I was about to make spaghetti carbonara last week when the news came in that eating bacon could raise my risk of breast cancer. A study from the University of Glasgow based on 260,000 women found that middle-aged British women who ate just 9g of processed meat a day – equivalent to three rashers of bacon – were 15 per cent more likely to get breast cancer than those who ate none. Suddenly, the unsmoked streaky bacon in my fridge looked sinister. Should I switch to courgette carbonara instead?
It’s impossible to open a newspaper or scroll through a news feed without being bombarded with “health” stories, many of them aimed at women. These reports oscillate wildly between alarm and false hope. Since the new year rolled around, I’ve read stories about exercise snacking and gut health, about raw water and cumin (the “new kale”, apparently).
Reading too many health stories, I’ve decided, is bad for your sanity. They make us feel anxious about our own bodies and guilty for eating almost anything. It doesn’t help that the assertions so often contradict each other. This week alone, one newspaper feature suggested that the secret of weight loss and wellbeing was to eat practically nothing but meat, while another indicated that an ultra-strict vegan diet was the answer.
Some of these health stories appear on the surface to be positive. It was heart-warming to read the story of Dieneke Ferguson, a 67-year-old woman who had “beaten” her blood cancer – myeloma – with high doses of curcumin, one of the chemicals in turmeric. This story made me think I might start drinking fashionable turmeric milk, or at least using more of the yellow spice in my curries.
But even upbeat health stories such as this one can encourage us to have an unhealthily obsessive relationship with food. In her new book, Orthorexia, Renee McGregor argues that the sheer overload of information about health and food in the media contributes to the rising numbers of people suffering from orthorexia: an obsession with eating in the “right” way that becomes an eating disorder. McGregor notes that those vulnerable to eating disorders are often very receptive to uplifting health stories, whether it’s “a gluten-free diet that’s allegedly ‘fixed’ migraines or a sugar-free diet that’s ‘cured’ ME”.
One way or another, the subtext of many health stories is that women’s bodies are wrong and need to be cured. As American feminist Roxane Gay writes in her amazing memoir Hunger, about living in the world as a fat woman, any time she goes to the doctor, “whether for an ingrown toenail or a cold, doctors can only see and diagnose my body”.
Rather than feeling guilty because we have sometimes eaten more than three rashers of bacon in a week, we should feel angry with the industry that chooses to use carcinogenic nitrates
There are two kinds of photos that tend to accompany articles about health and diet. The first shows a fat person eating something like a double cheeseburger, as if to say: “Look! She brought it on herself!” The second type of photo shows someone with an insanely flat stomach in a bikini. Sometimes a heart is drawn around her navel. This seems to imply that flat-stomached women are more lovable, as well as necessarily healthier than those with curves. All too often these stories conflate beauty and health.
Alarmist health stories are good for selling gym memberships and expensive green smoothies, but not so good for making us any healthier. Take obesity. There’s rising evidence that the welter of judgmental articles about the “obesity crisis” may actually make it harder for people to lose weight. A study from 2017 looking at nearly 3,000 Americans found that the more someone felt stigmatised about his or her weight, the more likely they were to overeat and gain more weight.
The media angle on food and individual health encourages us to turn our anger in on ourselves, rather than outwards to the true culprits. Let’s go back to the story about bacon and breast cancer. This study was just the latest in a gathering body of research linking processed meat consumption to cancers. But the fact that ham and bacon are so carcinogenic is due to the food industry’s insistence on using nitrites and nitrates. Last year, French journalist Guillaume Coudray published Cochonneries, a book exposing what he calls the “nitro-meat lobby” for its disregard of human health. As Coudray explains to me in an email, “There is clear evidence that [bacon and ham] made with nitrate is much more carcinogenic than charcuterie made with only salt.”

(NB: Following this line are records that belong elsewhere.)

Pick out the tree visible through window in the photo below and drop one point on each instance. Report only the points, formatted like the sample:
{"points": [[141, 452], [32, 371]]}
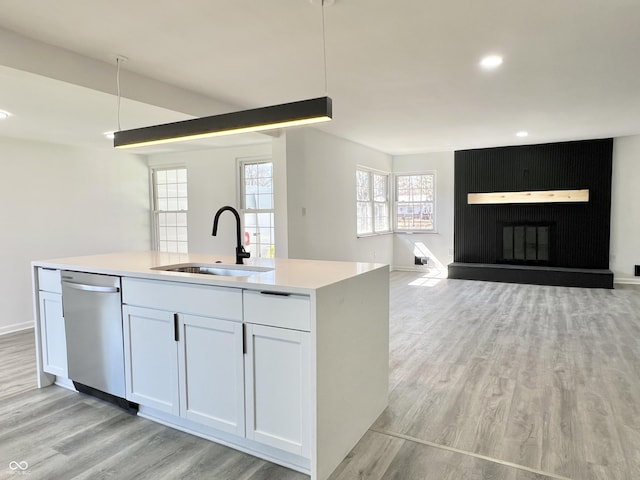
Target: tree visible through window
{"points": [[170, 204], [372, 202], [258, 208], [415, 202]]}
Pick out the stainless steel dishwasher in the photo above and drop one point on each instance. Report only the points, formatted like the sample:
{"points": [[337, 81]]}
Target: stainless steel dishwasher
{"points": [[93, 324]]}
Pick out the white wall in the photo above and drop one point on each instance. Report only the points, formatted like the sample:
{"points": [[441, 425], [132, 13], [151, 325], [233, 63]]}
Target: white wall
{"points": [[212, 177], [61, 201], [437, 246], [321, 198], [625, 201]]}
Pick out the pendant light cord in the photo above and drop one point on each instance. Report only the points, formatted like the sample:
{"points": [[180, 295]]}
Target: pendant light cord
{"points": [[118, 59], [324, 50]]}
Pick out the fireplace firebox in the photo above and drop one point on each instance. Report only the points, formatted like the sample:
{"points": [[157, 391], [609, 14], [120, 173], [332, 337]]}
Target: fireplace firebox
{"points": [[526, 243]]}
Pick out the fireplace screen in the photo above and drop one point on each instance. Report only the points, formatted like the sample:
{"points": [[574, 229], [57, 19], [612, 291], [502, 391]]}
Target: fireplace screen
{"points": [[526, 243]]}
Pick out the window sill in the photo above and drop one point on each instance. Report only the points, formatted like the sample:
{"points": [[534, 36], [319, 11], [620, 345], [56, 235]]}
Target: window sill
{"points": [[368, 235]]}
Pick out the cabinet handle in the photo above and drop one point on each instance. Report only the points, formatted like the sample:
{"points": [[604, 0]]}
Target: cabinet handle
{"points": [[244, 340], [279, 294]]}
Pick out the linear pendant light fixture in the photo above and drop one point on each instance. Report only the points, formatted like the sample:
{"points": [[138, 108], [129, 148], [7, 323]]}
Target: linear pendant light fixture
{"points": [[304, 112]]}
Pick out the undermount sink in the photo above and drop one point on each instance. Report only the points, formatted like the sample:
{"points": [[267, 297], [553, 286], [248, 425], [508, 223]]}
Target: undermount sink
{"points": [[214, 269]]}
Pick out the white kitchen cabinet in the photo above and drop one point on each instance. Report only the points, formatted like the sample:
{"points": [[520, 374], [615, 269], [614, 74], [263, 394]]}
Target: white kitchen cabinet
{"points": [[308, 391], [151, 358], [52, 331], [211, 370], [54, 342], [181, 358]]}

Rather than feeling guilty because we have sometimes eaten more than three rashers of bacon in a week, we should feel angry with the industry that chooses to use nitrates in salami. The healthiness of our food is never just a matter of personal choice.
If you want to stay on an even keel with food, you need to learn to read the health stories and say, “La la la.” A healthy life means avoiding the twin imposters of cancer scares on the one hand and miracle cures on the other.
But you know what? Spaghetti carbonara with courgettes is delicious.